Feds Warn of Ransomware Attacks Over Labor Day Weekend
Posted September 03, 2021
Written by John Shea III, Xpanxion Technical Writer
When’s the best time to plan a robbery?
When no one’s looking. When is no one looking? Usually when the bank or company is closed. When are they closed? Usually on a weekend, especially a long holiday weekend. What’s coming up? Labor Day. Three days to get in and get out without anyone noticing. So set up your defense on Friday, right?
By Friday it might be too late. The robbers/hackers probably have a foothold through a hole in security and were lurking around searching every data nook and cranny, waiting for just the right moment to siphon off funds or plant the ransomware. Tuesday morning when you come back to work, you find you were compromised.
It happened in May just before Mother’s Day weekend to Colonial Pipeline, disrupting a major supply chain for gasoline. Over Memorial Day weekend, JBS USA, a major meat producer, was extorted for $11 million, threatening meat supplies. And then over the Fourth of July weekend, IT software management company Kaseya impacting up to 1,500 companies.

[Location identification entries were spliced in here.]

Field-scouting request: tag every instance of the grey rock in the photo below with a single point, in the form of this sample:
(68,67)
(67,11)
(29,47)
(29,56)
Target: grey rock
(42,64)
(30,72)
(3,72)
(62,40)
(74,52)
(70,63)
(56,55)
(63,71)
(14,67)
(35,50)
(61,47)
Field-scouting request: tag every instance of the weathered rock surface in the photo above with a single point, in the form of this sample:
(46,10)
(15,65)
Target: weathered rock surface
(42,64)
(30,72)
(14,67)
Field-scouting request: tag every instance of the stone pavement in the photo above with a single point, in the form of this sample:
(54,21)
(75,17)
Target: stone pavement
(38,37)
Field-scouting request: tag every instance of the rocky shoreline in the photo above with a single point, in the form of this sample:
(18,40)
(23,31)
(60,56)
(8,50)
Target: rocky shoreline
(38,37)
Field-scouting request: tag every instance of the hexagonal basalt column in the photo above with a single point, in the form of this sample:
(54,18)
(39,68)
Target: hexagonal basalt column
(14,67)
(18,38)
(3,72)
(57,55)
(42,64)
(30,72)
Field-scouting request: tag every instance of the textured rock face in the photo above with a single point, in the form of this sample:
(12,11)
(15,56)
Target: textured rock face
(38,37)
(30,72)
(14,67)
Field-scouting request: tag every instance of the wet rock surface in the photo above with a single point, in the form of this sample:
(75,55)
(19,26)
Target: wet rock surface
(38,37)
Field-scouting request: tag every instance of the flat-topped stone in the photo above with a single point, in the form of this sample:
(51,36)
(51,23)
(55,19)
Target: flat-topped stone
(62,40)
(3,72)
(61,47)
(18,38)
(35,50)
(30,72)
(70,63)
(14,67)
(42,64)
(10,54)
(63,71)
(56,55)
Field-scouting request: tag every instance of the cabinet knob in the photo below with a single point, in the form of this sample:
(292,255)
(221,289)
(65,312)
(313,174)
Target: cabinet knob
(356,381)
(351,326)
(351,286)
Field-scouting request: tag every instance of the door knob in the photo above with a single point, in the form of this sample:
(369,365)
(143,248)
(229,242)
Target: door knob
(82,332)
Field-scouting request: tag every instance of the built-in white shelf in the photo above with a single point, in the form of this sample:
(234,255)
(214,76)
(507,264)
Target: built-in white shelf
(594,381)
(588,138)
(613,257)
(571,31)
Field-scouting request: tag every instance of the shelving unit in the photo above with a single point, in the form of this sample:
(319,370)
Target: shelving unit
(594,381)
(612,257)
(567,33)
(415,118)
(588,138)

Ragnorak, DarkSide, REvil are just some of the key hackers. The North Korean Lazarus Group stole $81 million from the Bangladesh Bank taking advantage of the Lunar New Year holiday being on a Friday and Saturday, a holiday through much of Asia. However, it’s not just Hallmark Holidays when they strike. Any weekend is prime time for skullduggery.
The FBI and CISA (Cybersecurity and Infrastructure Security Agency) have jointly issued a warning for companies to be on the watch. The agencies say that while there is no intelligence about specific threats, holiday weekends seem to be when cybercriminals find opportunities to attack. The less people around, the longer it takes someone to notice the theft taking place which means the less chance to stop the attack.
Even more hackers are lined up and ready to attack. The FBI and CISA cited attacks over the last month from ransomware gangs called Conti, PYSA, LockBit, RansomEXX/Defray777, Zeppelin, and Crysis/Dharma/Phobos. A new one called LockFile, to evade detection, uses an “intermittent” encryption tactic.
Your company can buy ransomware insurance but that might set you up for an attack because some hackers might think then you’ll pay.
The Department of Homeland Security says they are making ransomware threats a higher priority. President Biden has demanded chief executives of some of the largest companies in the U.S. – including Amazon, IBM, Microsoft and Google – do more to guard against cyberthreats. In the meantime, what can you do to make your company safe from attack, if it’s not too late?
Email phishing is one way the attackers get in, so be wary of emails with addresses that don’t match where they are supposed to come from. Here are 10 ways to avoid a phishing attack:
- Slow down and carefully read the message. Think before you click.
- Mouse over links to what really lies beneath the URL.
- Beware of poor spelling, grammar, lots of capital letters and too much punctuation.
- Look out for generic greetings. Legitimate entities will address you by your full name or user name.
- Verify email addresses or company logos.
- Remain skeptical.
- Don’t let emotions get the better of you. Phishing pushes a sense of urgency.
- Government entities will not email asking you for payment.
- Phishing usually comes with malware attached. Use extreme caution whenever you receive a random attachment.
- Never make assumptions. Any request for sensitive information or money should immediately raise suspicions.
With these in mind and in use all the time, your computer system can be safer. When you return from that long holiday weekend, all charged and refreshed, you won’t be surprised by a ransomware attack that happened while you were gone.